Furthermore, as a risk-based policy, when fruit and vegetable coating manufacturers have requested that Health Canada provide support for the acceptability of a specific fruit or vegetable coating formulation containing any priority food allergen or gluten source, notwithstanding the chemical safety of all other components within the formulation, the Food Directorate has not granted any such support.
However, the scope of this voluntary process is limited since Health Canada may not be aware of all the formulations or applications being employed by the food industry at the national and international levels
In the comments received following the publication in CG Part I, stakeholders pointed out that, over the last few years, there has been an increasing diversity of coating formulations which may be used on fresh produce, some of which may contain priority food allergens derived from milk, soy or other allergenic and gluten sources. For example, new edible coatings with improved functionality and performance for fresh fruit have been developed containing soy, chitosan (derived from crustaceans) and caseinate (derived from milk) components.

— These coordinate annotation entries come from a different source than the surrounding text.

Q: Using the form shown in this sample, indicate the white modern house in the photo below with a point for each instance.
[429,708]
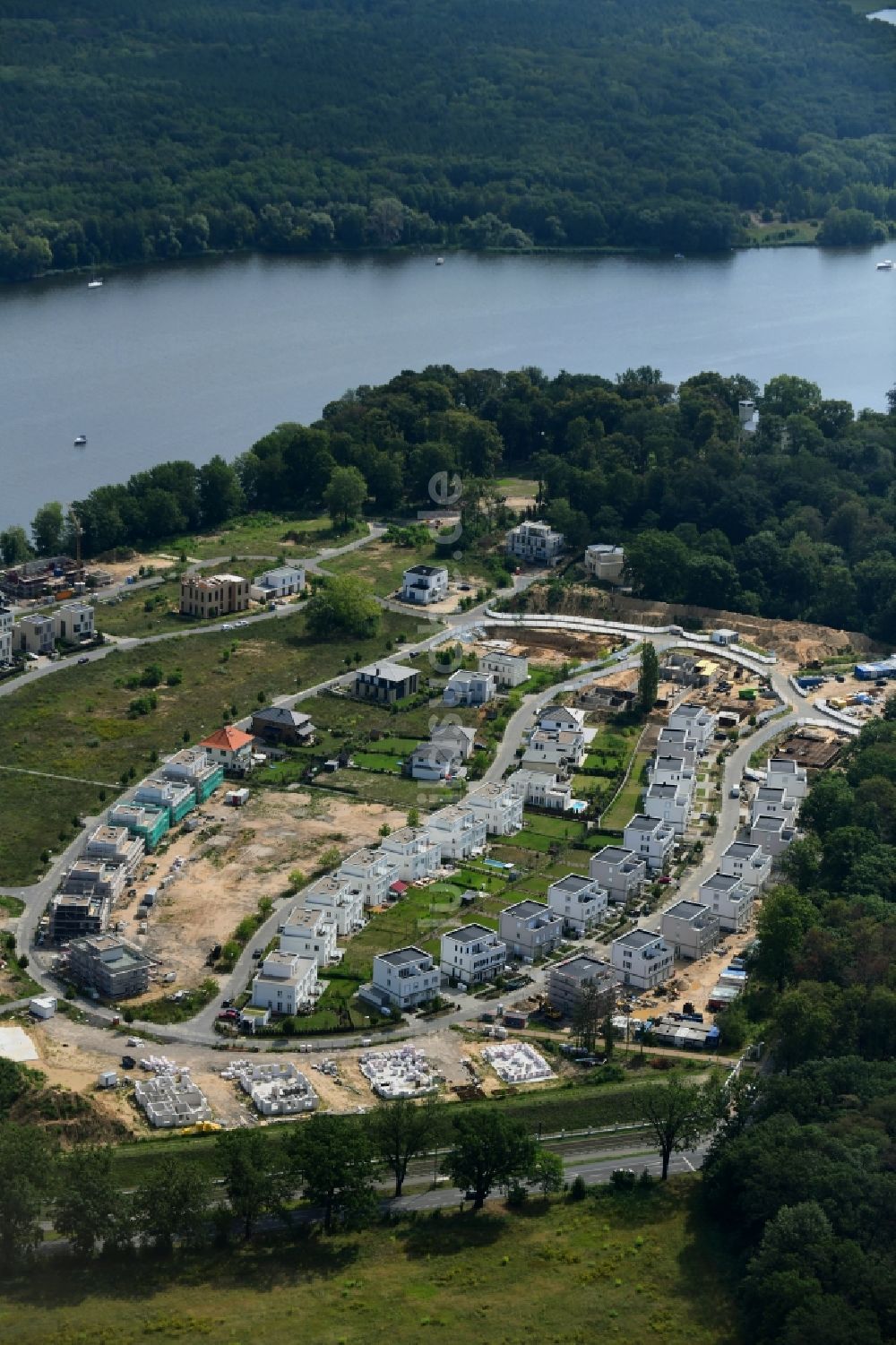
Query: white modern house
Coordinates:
[691,928]
[334,894]
[283,582]
[405,977]
[424,584]
[456,830]
[604,563]
[496,806]
[642,959]
[413,853]
[530,929]
[750,864]
[536,544]
[507,668]
[311,934]
[668,803]
[580,901]
[619,872]
[472,953]
[729,899]
[651,840]
[369,875]
[788,775]
[469,687]
[286,983]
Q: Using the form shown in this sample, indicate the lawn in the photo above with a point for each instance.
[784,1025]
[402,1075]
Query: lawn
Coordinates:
[642,1266]
[77,722]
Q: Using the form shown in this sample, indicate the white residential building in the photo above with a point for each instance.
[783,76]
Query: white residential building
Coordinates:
[580,900]
[530,929]
[668,803]
[413,851]
[619,872]
[334,894]
[786,773]
[369,873]
[424,584]
[467,687]
[748,864]
[542,787]
[286,983]
[604,563]
[456,830]
[472,953]
[729,899]
[311,934]
[697,722]
[537,544]
[651,840]
[642,959]
[506,668]
[74,622]
[405,977]
[498,806]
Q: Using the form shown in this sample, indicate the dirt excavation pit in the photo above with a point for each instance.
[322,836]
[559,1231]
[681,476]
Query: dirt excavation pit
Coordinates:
[237,857]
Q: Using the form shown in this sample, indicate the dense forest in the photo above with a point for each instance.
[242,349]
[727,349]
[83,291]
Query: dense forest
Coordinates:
[155,131]
[804,1177]
[794,521]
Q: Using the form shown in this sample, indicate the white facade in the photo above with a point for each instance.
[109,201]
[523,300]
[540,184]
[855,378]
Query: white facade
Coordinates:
[642,959]
[334,894]
[407,977]
[580,901]
[456,830]
[496,806]
[369,873]
[650,840]
[506,668]
[74,622]
[413,851]
[604,563]
[424,584]
[537,544]
[747,862]
[472,953]
[311,934]
[619,872]
[729,899]
[286,983]
[466,687]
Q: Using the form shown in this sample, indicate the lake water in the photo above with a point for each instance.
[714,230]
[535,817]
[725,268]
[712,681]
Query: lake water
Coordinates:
[203,358]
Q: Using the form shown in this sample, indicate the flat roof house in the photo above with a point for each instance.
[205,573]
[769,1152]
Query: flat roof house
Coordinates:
[507,668]
[530,929]
[580,901]
[281,727]
[386,682]
[619,872]
[571,979]
[424,584]
[651,840]
[534,542]
[458,832]
[405,977]
[108,966]
[642,959]
[498,806]
[691,928]
[729,899]
[472,953]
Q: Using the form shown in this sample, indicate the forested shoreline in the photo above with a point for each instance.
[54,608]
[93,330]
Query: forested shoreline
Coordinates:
[148,134]
[794,521]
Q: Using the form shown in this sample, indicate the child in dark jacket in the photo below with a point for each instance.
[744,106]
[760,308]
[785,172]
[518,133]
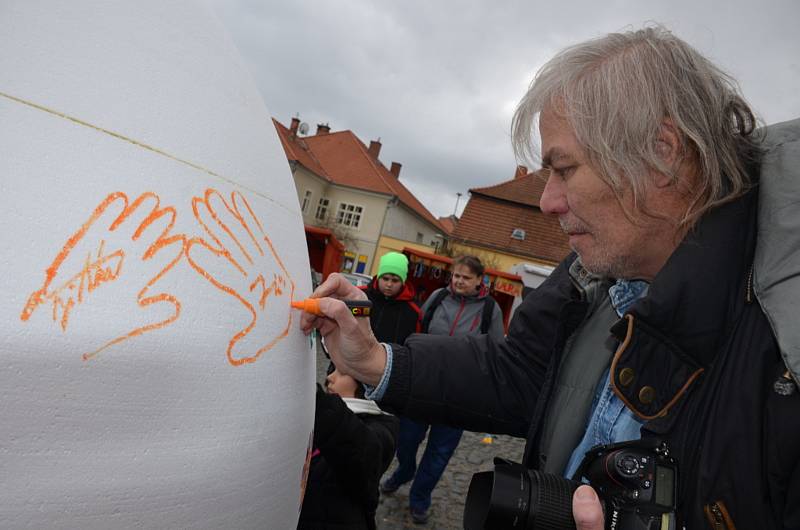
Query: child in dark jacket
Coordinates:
[354,443]
[394,315]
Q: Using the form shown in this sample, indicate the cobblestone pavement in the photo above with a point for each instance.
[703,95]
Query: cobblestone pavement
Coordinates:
[472,455]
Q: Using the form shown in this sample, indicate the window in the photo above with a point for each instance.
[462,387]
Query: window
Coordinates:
[306,201]
[322,208]
[349,215]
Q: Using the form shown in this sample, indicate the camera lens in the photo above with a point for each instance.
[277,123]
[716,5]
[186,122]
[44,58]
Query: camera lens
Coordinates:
[516,497]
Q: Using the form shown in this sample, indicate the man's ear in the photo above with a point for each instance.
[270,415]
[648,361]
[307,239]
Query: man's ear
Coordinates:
[668,149]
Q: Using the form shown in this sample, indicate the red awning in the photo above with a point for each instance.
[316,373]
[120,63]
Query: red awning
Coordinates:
[449,261]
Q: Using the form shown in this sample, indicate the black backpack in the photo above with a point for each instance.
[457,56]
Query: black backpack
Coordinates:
[486,316]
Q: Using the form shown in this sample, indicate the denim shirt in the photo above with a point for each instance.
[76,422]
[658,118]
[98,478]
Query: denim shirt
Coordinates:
[610,421]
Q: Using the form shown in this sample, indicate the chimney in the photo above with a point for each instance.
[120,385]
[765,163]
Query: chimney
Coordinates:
[374,148]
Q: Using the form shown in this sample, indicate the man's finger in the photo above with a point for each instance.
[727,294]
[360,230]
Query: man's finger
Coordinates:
[586,509]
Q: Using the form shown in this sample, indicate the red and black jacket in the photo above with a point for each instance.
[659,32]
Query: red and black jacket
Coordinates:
[393,319]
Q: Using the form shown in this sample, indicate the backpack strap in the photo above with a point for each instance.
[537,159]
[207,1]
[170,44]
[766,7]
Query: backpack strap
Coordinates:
[428,316]
[488,312]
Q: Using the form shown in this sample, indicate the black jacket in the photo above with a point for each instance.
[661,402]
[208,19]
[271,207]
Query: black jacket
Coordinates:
[393,319]
[699,339]
[351,452]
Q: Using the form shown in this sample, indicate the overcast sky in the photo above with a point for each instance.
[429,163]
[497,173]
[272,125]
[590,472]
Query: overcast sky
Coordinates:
[438,81]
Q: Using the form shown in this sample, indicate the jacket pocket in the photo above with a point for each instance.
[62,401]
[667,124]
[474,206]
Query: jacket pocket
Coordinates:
[718,516]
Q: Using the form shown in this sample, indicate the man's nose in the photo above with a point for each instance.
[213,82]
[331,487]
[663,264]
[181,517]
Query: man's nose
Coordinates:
[554,197]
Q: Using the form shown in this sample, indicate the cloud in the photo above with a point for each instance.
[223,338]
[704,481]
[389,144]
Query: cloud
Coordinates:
[438,81]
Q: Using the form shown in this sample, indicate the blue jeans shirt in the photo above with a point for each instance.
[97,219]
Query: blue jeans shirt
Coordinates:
[610,421]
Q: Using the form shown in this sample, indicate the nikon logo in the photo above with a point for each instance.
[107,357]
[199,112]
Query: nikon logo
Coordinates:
[614,520]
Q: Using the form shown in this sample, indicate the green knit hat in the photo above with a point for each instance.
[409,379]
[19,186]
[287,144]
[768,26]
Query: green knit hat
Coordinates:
[393,263]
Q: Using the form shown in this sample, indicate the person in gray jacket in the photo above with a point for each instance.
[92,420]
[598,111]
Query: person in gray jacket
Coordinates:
[462,308]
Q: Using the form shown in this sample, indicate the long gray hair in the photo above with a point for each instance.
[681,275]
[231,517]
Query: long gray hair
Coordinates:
[616,91]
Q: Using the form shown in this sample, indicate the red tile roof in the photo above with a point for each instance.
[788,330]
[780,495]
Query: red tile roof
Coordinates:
[343,159]
[509,205]
[522,190]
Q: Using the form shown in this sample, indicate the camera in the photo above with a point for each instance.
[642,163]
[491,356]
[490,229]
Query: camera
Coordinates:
[636,482]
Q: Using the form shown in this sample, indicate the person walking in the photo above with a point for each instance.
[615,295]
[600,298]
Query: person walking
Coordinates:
[394,315]
[462,308]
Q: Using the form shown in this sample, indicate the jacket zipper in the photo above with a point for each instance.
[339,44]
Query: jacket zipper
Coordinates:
[718,516]
[458,315]
[748,295]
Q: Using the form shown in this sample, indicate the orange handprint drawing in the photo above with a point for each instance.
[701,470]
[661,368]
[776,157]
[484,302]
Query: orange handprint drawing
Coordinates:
[239,259]
[111,247]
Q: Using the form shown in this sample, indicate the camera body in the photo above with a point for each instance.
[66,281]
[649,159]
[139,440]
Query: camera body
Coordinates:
[636,482]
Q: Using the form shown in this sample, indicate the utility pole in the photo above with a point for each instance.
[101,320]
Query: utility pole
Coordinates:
[458,198]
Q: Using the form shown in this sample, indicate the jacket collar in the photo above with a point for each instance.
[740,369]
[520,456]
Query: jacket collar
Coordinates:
[670,336]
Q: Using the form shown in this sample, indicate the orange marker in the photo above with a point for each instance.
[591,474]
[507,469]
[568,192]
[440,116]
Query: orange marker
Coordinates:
[359,308]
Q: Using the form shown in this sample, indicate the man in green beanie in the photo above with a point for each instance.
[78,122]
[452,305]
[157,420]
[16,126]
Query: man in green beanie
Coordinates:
[394,314]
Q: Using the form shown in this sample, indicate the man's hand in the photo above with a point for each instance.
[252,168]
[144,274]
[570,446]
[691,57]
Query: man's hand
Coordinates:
[586,509]
[353,348]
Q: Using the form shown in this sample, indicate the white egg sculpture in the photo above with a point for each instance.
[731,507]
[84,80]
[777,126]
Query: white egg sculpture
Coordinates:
[152,373]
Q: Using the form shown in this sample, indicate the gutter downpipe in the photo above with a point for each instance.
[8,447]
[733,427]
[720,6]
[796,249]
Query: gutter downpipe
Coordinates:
[390,203]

In general, fresh fruits and vegetables are commonly sold individually at retail and are not required to carry a label and therefore, do not have a list of ingredients. However, some fruits and vegetables are also sold in prepackaged format where, currently under the Food and Drug Regulations, wax coating compounds and their components are not required to be shown on the label.
After analysis, Health Canada will not change the exemption currently present in the Food and Drug Regulations that allows wax coating compounds and their components not to be declared on the label of prepackaged fresh fruits and vegetables. However, Health Canada intends to remove the exemptions for wax coating compounds and their components in the proposed amendments. Thus, if protein or any modified protein, including any protein fraction from an allergen and gluten source, is present in prepackaged fresh fruits and vegetables as a result of the use of a wax coating compound, the allergen or gluten source present in the wax coating compound or its components would be required to be declared on the label of prepackaged fruits and vegetables. There would not be any requirements to declare the components of wax coatings which do not contain any food allergens.
Based on the review of comments received from key stakeholders and on the known use and risks inherent to food allergens components in fruit and vegetable coatings, Health Canada has concluded that removing the proposed labelling exemptions for wax coatings and their components (derived from priority food allergens and gluten sources) would provide further assurances for allergic consumers, and celiac patients when considering the purchase of prepackaged fresh fruits and vegetables.